A deep breath

Yesterday was a day of breakdowns. It started with a phone call from my family doctor’s nurse. She was giving me an update on something totally unrelated to cancer, but all I wanted was the results of my bone scan. She confirmed that the results were in but could not give them to me until the doctor saw them and he was on vacation until Monday. I broke down. There was no way I was going to wait another several days with no information. Knowing that the information was there, but not having access to it was more than I could handle. Three weeks of stress cracked, and the tears started flowing.

Then just as I was leaving a physio appointment, I ran into my friend who happens to also be a family doctor in that clinic. I hate asking her for favours that involve her work. I like to keep our relations on the friend level and try to respect boundaries. Upon seeing her, I broke out into tears and explained what what happening. She gave me a hug and said she would find out who was covering for my doctor and get me an answer that day. I went home waiting for the phone call.

After lunch, I went back to site to continue painting – I’m painting the ceilings in my unit – which is so exciting after painting ceilings and walls in so many other units – my new home is finally at that stage of readiness. As I was setting up, I got the call. It was the nurse again. She confirmed that the results of the bone scan showed “no evidence of metastatic disease”. That is how they say it was clear! YAY.

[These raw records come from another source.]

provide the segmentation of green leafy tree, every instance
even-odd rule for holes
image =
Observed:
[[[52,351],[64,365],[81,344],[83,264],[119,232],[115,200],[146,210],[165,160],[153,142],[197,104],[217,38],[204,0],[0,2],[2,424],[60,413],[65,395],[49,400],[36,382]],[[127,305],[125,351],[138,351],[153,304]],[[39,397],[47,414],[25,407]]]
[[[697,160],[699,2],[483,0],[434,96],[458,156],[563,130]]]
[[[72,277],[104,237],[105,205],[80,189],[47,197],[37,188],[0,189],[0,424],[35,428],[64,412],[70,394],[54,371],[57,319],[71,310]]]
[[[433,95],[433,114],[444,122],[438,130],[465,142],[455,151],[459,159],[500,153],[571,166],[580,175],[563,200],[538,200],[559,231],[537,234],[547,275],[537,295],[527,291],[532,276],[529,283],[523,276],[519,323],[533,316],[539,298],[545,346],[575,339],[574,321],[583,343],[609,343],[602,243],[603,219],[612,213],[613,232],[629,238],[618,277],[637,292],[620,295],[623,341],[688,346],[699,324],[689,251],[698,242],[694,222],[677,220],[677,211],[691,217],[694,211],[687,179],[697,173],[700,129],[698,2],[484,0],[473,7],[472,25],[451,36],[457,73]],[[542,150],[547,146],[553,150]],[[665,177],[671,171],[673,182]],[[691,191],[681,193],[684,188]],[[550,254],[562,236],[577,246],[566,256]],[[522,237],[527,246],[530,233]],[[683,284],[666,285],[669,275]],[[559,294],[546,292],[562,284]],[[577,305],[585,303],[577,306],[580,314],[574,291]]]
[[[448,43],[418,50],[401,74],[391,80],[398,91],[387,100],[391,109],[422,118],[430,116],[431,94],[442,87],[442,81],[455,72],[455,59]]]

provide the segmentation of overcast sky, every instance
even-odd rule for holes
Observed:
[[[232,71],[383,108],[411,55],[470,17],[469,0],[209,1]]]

I immediately began to cry. I had no idea how afraid I was. I had no idea how much emotion I had been suppressing. I went over to share the news with some of my new neighbours and friends. There were lots of hugs and lots of crying. So much emotional support. Exactly what I needed. What a relief.

Every time I told someone I cried. I was reminded of the emotional toll that happens when I share cancer news. I remember how it is not just me that is experiencing it, but also the people I share it with. That can be both supportive but also emotionally draining. I need to figure out ways to share news without too much draining of my emotions. It is hard to explain, but it is a different kind of tax on the system.

But the journey isn’t over. I still don’t have surgery date. I am expecting that today – but then, I have been expecting it for several days. With the scan results, I am expecting that it will be an excisional biopsy – where they remove all the lymph nodes in the right axilla. Then they will do a full biopsy to figure out the specific pathology of the cancer and stage it. All I have for staging now is that they are treating it as a “local recurrence”.

At a minimum I can expect radiation and some form of endocrine (hormone) therapy – unless the cancer mutated so much that it is no longer hormone positive. There may also be chemotherapy. I don’t know. I won’t know until I can talk to my oncologist, which won’t happen until the pathology results come in.

There are some frustrations in the Canadian system. Unlike the US, as a patient, I don’t own my own medical records. I don’t have a “right” to them. I am extra thankful to have a family doctor, as they are the gateway into information. If my family doctor wasn’t on vacation, he would have called me the moment the results came in (or pretty close to it). I am lucky to have that level of support as over 10% of the people in this province don’t have a family doctor. If I didn’t have a family doctor, this cancer likely would not have been found in the first place. I am so very lucky and yet the system is still very frustrating.

And now that I’m not thinking about how I might be dying, I’m going to finish painting my ceilings this afternoon then head out to the Folk Harbour Festival in Lunenburg. I had such a great time last year, and a great time at Stan Fest. I’m very much looking forward to a weekend of great music.